Amartey Golding’s new large-scale commission Bring Me To Heal combines filmmaking, photography and will be shown as part of a major tour presented by Forma Arts & Media and the commissioning partners Attenborough Centre for the Creative Arts in Brighton, Tramway and 198 Contemporary Arts & Learning. 

Alongside his exhibition, Golding invited Gaylene Gould (The Space To Come) to organise a series of events, which will help us explore our feelings, emotional responses and understanding of generational trauma in Britain and the possibility of collective rituals of healing. 

Feeling Tour
Thursday 25 November, 6-8pm
You are invited to commune with each other through your own embodied feelings, sensations and cultural memories aroused by Golding’s film that tells an epic fable of trauma and healing. After watching the film, you will be invited to reflect on the ways we might each embody the characters. Inspired by phenomenology and mindfulness practices, this experience offers a glimpse of the emotional ancestral legacies that lie within each of us.

Bring Me to Heal Reasoning
Saturday 27 November, 5-6pm
In a special live interdisciplinary conversation, or “reasoning” as referred to in Rastafari culture, the artist Amartey Golding, University of Brighton's professor in Historical Cultural Studies Graham Dawson and the psychoanalytic psychotherapist Maya Lasker-Wallfisch will explore the under-examined area of the emotional legacy and inherited trauma of white Britain and how we might begin to heal as a nation. The audience and the artist will have a chance to more deeply explore the themes that underpin this exhibition.

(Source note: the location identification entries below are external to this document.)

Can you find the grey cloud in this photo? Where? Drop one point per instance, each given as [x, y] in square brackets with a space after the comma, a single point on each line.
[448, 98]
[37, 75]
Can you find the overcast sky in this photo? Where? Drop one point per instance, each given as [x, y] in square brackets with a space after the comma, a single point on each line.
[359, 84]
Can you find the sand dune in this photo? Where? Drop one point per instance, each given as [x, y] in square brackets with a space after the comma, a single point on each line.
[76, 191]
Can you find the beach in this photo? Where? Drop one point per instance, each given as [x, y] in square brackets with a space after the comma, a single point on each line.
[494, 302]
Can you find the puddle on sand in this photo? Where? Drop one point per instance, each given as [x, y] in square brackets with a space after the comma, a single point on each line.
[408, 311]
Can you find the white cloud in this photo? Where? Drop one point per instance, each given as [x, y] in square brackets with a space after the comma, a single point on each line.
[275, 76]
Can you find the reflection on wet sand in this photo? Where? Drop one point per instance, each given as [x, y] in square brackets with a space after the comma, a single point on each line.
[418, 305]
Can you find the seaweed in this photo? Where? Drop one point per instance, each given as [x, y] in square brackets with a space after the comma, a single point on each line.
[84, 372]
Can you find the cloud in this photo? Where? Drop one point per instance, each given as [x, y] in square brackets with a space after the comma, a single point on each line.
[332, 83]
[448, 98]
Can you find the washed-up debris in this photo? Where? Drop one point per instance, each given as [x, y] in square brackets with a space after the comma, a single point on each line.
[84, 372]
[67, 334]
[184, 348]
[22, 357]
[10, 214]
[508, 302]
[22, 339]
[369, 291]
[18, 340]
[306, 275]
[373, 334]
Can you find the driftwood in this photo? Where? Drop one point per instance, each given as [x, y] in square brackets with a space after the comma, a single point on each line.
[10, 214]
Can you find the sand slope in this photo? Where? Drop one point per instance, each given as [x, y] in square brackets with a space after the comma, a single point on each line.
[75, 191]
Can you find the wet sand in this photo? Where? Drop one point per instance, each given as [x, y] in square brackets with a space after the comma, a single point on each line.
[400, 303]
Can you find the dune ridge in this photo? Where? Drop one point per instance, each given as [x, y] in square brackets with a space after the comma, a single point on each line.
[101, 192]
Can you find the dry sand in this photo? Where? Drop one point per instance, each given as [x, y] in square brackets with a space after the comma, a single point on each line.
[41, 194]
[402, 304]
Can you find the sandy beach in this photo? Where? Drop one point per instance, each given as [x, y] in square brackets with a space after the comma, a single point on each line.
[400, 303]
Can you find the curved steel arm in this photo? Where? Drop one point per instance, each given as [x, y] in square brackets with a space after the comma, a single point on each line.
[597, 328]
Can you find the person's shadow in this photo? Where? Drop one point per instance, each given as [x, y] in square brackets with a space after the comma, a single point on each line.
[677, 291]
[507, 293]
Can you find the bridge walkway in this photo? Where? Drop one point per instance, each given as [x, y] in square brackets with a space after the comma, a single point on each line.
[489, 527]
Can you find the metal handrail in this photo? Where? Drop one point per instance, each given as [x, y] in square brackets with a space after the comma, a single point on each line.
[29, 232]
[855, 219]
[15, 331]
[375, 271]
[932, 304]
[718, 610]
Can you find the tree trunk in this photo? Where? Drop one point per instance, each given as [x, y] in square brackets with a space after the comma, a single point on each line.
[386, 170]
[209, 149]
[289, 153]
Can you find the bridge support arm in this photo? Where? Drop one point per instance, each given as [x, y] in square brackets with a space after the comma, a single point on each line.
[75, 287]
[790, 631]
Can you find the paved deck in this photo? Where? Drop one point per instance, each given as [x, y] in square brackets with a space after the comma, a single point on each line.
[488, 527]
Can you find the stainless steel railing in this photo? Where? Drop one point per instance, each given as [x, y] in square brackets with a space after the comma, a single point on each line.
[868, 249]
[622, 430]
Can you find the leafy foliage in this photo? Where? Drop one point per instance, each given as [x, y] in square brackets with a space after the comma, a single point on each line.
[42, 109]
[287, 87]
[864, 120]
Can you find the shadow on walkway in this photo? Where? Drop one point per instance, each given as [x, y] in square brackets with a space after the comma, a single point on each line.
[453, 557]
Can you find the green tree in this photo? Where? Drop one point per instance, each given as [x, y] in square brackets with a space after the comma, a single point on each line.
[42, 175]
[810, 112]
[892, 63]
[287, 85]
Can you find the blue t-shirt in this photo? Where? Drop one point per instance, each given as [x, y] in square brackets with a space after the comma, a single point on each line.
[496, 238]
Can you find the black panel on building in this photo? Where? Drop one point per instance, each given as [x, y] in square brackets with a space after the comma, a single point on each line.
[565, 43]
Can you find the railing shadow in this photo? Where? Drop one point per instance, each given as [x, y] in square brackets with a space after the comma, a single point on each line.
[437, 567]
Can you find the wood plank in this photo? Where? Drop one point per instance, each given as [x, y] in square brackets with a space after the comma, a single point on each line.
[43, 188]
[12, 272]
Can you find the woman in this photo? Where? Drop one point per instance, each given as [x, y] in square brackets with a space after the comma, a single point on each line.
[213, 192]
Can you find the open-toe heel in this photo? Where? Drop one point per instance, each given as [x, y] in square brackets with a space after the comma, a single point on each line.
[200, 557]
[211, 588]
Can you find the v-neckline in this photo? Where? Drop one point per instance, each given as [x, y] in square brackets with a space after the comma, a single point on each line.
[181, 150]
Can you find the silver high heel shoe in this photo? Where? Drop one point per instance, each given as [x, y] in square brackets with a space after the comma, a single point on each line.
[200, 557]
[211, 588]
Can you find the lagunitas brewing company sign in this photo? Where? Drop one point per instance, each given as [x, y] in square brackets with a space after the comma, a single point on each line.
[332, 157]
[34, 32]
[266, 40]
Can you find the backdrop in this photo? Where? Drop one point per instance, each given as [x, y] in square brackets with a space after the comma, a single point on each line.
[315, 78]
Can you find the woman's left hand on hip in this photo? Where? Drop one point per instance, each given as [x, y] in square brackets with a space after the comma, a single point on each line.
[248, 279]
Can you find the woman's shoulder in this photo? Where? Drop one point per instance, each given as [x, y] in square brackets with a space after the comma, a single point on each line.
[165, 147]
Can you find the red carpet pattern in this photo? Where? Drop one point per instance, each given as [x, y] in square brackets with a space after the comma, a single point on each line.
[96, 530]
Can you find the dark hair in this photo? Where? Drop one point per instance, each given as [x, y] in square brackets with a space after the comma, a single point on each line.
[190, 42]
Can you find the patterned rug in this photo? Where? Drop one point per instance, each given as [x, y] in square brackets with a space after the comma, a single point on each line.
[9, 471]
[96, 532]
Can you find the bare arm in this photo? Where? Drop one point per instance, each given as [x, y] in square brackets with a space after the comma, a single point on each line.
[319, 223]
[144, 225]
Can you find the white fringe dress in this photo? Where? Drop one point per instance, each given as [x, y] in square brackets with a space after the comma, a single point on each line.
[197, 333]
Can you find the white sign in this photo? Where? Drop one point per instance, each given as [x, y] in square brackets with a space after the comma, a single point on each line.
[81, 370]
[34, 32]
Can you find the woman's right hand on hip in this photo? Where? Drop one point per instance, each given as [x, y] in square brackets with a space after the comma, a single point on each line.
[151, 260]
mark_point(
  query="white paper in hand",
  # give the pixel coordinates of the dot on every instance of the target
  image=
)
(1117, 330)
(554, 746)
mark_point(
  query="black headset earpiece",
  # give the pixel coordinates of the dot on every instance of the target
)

Well Fed: Fish n Chips and Compassion
Saturday 27 November 6.30-8pm
What do we think the role compassion plays in healing generational trauma for white Britain? You will have a chance to discuss this with others over a playful Fish and Chips conversation dinner in the Attenborough Centre Cafe. The dinner guests will be invited to debate, reflect and imagine your own responses helped along by a special conversation menu and bags of salty fish and chips. What do white Britons need healing from and should space be made for it? What’s the relationship between forgiveness, justice and compassion? What might a collective healing ritual in culturally diverse Britain look like? How entangled are our own personal cultural identities? Well Fed is a touring project for people to practise the art of listening, sharing and exploring the potential of conversation as a tool for personal and collective transformation.